On 15 February 1979, Deng declared that China planned to conduct a limited attack on Vietnam. To prevent Soviet intervention, China put its troops along the Sino-Soviet border-estimated at one-and-a-half-million-on an emergency war alert, set up a new military command in Xinjiang, and even evacuated an estimated 300,000 civilians from their homes immediately along the Sino-Soviet border.

Meanwhile, the PLAN’s South Sea Fleet deployed two missile destroyers, four missile escort destroyers, 27 patrol boats, 20 submarines, and 604 other vessels. In addition to stationing patrol boats around the Paracels, the 1,000-man garrison manned anti-aircraft guns. The Paracels served both as a buffer area between the PRC and Vietnam, and also potentially as a strategic “area to stage punitive naval strikes against the Vietnamese.” Chinese land and naval forces in the Paracels further provided an important forward “outpost” to observe the Soviet Navy.

But, the PLAN was clearly no match for the Soviet Navy. On 22 February 1979, Colonel N. A. Trarkov, the Soviet military attaché in Hanoi, threatened that the USSR might feel obliged to “carry out its obligations under the Soviet-Vietnam treaty.” Elsewhere, however, Soviet diplomats made it clear that the USSR would not intervene as long as the conflict remained limited. Soviet ships were actively cruising in the South China Sea, under the constant watch of the U. S. aircraft carriers Midway and Constellation. By mutual decision, however, neither China nor the Soviet Union authorized their naval forces to attack.

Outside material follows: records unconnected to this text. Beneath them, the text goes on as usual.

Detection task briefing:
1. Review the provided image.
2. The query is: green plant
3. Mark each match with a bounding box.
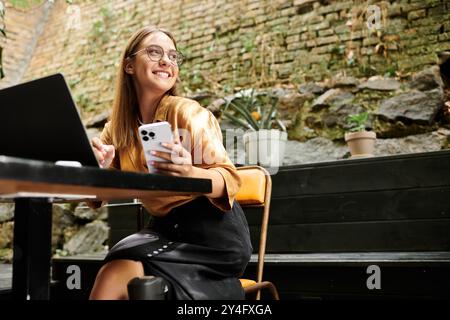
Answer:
[347,112,369,132]
[222,89,286,131]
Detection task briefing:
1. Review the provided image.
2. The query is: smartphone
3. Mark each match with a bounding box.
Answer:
[138,121,173,173]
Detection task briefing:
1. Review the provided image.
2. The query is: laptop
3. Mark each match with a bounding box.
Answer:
[0,73,99,167]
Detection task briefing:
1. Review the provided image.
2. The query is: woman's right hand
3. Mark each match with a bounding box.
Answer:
[91,137,115,168]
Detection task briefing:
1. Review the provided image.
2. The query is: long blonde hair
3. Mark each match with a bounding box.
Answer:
[109,26,180,149]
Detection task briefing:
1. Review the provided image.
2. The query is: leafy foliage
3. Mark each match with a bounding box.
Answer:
[222,89,286,131]
[347,112,369,132]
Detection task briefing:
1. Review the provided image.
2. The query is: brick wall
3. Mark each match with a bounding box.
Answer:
[0,0,450,116]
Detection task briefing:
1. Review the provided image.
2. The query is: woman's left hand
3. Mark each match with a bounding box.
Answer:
[152,142,195,177]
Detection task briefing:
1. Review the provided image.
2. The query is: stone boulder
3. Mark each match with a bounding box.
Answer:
[283,137,348,165]
[378,89,444,124]
[358,77,400,91]
[298,82,326,94]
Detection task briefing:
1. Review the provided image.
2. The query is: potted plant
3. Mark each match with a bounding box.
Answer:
[222,89,287,168]
[345,112,377,158]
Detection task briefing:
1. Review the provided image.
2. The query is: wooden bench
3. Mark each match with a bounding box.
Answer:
[54,150,450,299]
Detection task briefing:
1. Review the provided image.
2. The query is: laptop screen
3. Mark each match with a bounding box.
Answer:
[0,74,99,167]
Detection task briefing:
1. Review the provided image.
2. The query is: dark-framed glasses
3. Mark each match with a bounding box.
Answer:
[127,44,184,66]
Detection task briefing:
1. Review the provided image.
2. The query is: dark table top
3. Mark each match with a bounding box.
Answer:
[0,156,212,200]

Most studies of the Chinese naval expedition to the Paracel Islands minimize or overlook completely that it was, in fact, a peripheral campaign in China’s larger conflict with North Vietnam, and by extension with Hanoi’s main ally, the USSR. This peripheral campaign included an attempt by China to assert a measure of sea control, or at the least “sea denial,” by retaining control over the Paracel Islands. Although this Chinese naval threat from the Paracels remained passive, its strategic impact was potent. One result of this naval threat was to convince the Soviet Navy not to lend its support to Vietnam during the Sino- Vietnamese war.

When peace talks opened during April 1979, China immediately demanded that Vietnam recognize PRC sovereignty in the South China Sea, and in particular over the Paracel Islands, but Hanoi rejected this pro- posal. Tensions remained high and, in 1988, a second conflict broke out in the Spratly Islands, as Chinese naval forces drove Vietnamese troops from Johnson Reef.